Minimum viable population

Last updated December 31, 2023

Minimum viable population (MVP) is a lower bound on the population of a species, such that it can survive in the wild. This term is commonly used in the fields of biology, ecology, and conservation biology. MVP refers to the smallest possible size at which a biological population can exist without facing extinction from natural disasters or demographic, environmental, or genetic stochasticity.^[1] The term "population" is defined as a group of interbreeding individuals in similar geographic area that undergo negligible gene flow with other groups of the species.^[2] Typically, MVP is used to refer to a wild population, but can also be used for ex situ conservation (Zoo populations).

Estimation

There is no unique definition of what constitutes a sufficient population for the continuation of a species, because whether a species survives will depend to some extent on random events. Thus, any calculation of a minimum viable population (MVP) will depend on the population projection model used.^[3] A set of random (stochastic) projections might be used to estimate the initial population size needed (based on the assumptions in the model) for there to be, (for example) a 95% or 99% probability of survival 1,000 years into the future.^[4] Some models use generations as a unit of time rather than years in order to maintain consistency between taxa.^[5] These projections (population viability analyses, or PVA) use computer simulations to model populations using demographic and environmental information to project future population dynamics. The probability assigned to a PVA is arrived at after repeating the environmental simulation thousands of times.

Extinction

Small populations are at a greater risk of extinction than larger populations due to small populations having less capacity to recover from adverse stochastic (i.e. random) events. Such events may be divided into four sources:^[3]

Demographic stochasticity: Demographic stochasticity is often only a driving force toward extinction in populations with fewer than 50 individuals. Random events influence the fecundity and survival of individuals in a population, and in larger populations, these events tend to stabilize toward a steady growth rate. However, in small populations there is much more relative variance, which can in turn cause extinction.^[3]
Environmental stochasticity: Small, random changes in the abiotic and biotic components of the ecosystem that a population inhabits fall under environmental stochasticity. Examples are changes in climate over time and the arrival of another species that competes for resources. Unlike demographic and genetic stochasticity, environmental stochasticity tends to affect populations of all sizes.^[3]
Natural catastrophes: An extension of environmental stochasticity, natural disasters are random, large scale events such as blizzards, droughts, storms, or fires that directly reduce a population within a short period of time. Natural catastrophes are the hardest events to predict, and MVP models often have difficulty factoring them in.^[3]
Genetic stochasticity: Small populations are vulnerable to genetic stochasticity, the random change in allele frequencies over time, also known as genetic drift. Genetic drift can cause alleles to disappear from a population, and this lowers genetic diversity. In small populations, low genetic diversity can increase rates of inbreeding, which can result in inbreeding depression, in which a population made up of genetically similar individuals loses fitness. Inbreeding in a population reduces fitness by causing deleterious recessive alleles to become more common in the population, and also by reducing adaptive potential. The so-called "50/500 rule", where a population needs 50 individuals to prevent inbreeding depression, and 500 individuals to guard against genetic drift at-large, is an oft-used benchmark for an MVP, but a recent study suggests that this guideline is not applicable across a wide diversity of taxa.^[4]^[3]

Application

MVP does not take external intervention into account. Thus, it is useful for conservation managers and environmentalists; a population may be increased above the MVP using a captive breeding program or by bringing other members of the species in from other reserves.

There is naturally some debate on the accuracy of PVAs, since a wide variety of assumptions are generally required for forecasting; however, the important consideration is not absolute accuracy but the promulgation of the concept that each species indeed has an MVP, which at least can be approximated for the sake of conservation biology and Biodiversity Action Plans.^[3]

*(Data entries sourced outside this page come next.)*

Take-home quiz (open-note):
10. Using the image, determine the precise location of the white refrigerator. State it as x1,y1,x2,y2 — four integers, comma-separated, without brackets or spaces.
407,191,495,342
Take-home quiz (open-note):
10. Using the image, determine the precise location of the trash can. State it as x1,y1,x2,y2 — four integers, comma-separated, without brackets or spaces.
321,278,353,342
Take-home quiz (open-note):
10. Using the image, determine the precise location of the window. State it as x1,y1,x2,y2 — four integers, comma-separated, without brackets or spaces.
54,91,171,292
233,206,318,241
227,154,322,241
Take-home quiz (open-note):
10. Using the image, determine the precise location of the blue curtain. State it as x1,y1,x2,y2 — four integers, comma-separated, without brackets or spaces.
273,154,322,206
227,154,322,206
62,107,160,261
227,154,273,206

There is a marked trend for insularity, surviving genetic bottlenecks, and r-strategy to allow far lower MVPs than average. Conversely, taxa easily affected by inbreeding depression –having high MVPs – are often decidedly K-strategists, with low population densities occurring over a wide range. An MVP of 500 to 1,000 has often been given as an average for terrestrial vertebrates when inbreeding or genetic variability is ignored.^[6]^[7] When inbreeding effects are included, estimates of MVP for many species are in the thousands. Based on a meta-analysis of reported values in the literature for many species, Traill et al. reported concerning vertebrates "a cross-species frequency distribution of MVP with a median of 4169 individuals (95% CI = 3577–5129)."^[8]

Related Research Articles

Inbreeding is the production of offspring from the mating or breeding of individuals or organisms that are closely related genetically. By analogy, the term is used in human reproduction, but more commonly refers to the genetic disorders and other consequences that may arise from expression of deleterious recessive traits resulting from incestuous sexual relationships and consanguinity. Animals avoid incest only rarely.

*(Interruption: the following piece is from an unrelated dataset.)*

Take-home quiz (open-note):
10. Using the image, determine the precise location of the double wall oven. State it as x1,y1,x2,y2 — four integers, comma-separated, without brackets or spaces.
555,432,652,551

Small populations can behave differently from larger populations. They are often the result of population bottlenecks from larger populations, leading to loss of heterozygosity and reduced genetic diversity and loss or fixation of alleles and shifts in allele frequencies. A small population is then more susceptible to demographic and genetic stochastic events, which can impact the long-term survival of the population. Therefore, small populations are often considered at risk of endangerment or extinction, and are often of conservation concern.

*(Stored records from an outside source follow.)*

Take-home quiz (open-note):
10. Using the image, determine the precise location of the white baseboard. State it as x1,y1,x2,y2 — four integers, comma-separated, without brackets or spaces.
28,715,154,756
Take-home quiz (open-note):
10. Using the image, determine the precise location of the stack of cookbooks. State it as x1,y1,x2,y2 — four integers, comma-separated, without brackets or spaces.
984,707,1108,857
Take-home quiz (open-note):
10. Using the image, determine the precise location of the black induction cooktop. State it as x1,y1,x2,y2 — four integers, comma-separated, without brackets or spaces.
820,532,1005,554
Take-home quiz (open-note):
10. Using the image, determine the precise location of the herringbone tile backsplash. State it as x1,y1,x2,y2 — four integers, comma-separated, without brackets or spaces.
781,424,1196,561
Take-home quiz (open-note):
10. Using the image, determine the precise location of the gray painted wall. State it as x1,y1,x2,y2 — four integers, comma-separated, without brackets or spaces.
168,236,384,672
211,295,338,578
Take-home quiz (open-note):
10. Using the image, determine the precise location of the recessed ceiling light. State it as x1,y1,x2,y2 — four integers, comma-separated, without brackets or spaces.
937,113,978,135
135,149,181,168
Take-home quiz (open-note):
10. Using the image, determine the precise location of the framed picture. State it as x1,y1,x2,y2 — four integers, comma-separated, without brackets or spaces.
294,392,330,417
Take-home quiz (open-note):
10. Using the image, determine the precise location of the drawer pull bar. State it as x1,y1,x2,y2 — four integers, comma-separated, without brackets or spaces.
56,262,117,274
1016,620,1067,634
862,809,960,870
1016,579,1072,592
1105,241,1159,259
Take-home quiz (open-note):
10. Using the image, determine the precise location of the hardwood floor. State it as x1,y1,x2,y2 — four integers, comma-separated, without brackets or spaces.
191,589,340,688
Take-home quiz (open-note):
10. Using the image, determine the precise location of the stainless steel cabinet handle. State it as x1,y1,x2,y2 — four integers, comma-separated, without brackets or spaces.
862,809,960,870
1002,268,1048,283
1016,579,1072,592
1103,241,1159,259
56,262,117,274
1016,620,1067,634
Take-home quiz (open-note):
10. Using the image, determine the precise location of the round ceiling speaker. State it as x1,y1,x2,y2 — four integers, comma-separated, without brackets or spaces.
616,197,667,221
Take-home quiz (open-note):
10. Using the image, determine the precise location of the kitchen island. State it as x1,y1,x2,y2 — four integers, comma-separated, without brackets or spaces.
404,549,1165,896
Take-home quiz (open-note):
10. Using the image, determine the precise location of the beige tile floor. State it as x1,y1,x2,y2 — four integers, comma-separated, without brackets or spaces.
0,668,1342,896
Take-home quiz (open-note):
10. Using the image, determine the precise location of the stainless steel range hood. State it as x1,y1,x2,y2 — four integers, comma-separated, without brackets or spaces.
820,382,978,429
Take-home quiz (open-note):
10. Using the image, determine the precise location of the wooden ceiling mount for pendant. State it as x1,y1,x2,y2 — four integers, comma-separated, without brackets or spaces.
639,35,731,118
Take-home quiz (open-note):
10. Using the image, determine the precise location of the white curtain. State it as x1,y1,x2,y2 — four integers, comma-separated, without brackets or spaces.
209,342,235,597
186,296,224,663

Ex situ conservation literally means, "off-site conservation". It is the process of protecting an endangered species, variety or breed, of plant or animal outside its natural habitat; for example, by removing part of the population from a threatened habitat and placing it in a new location, an artificial environment which is similar to the natural habitat of the respective animal and within the care of humans, example are zoological parks and wildlife sanctuaries. The degree to which humans control or modify the natural dynamics of the managed population varies widely, and this may include alteration of living environments, reproductive patterns, access to resources, and protection from predation and mortality. Ex situ management can occur within or outside a species' natural geographic range. Individuals maintained ex situ exist outside an ecological niche. This means that they are not under the same selection pressures as wild populations, and they may undergo artificial selection if maintained ex situ for multiple generations.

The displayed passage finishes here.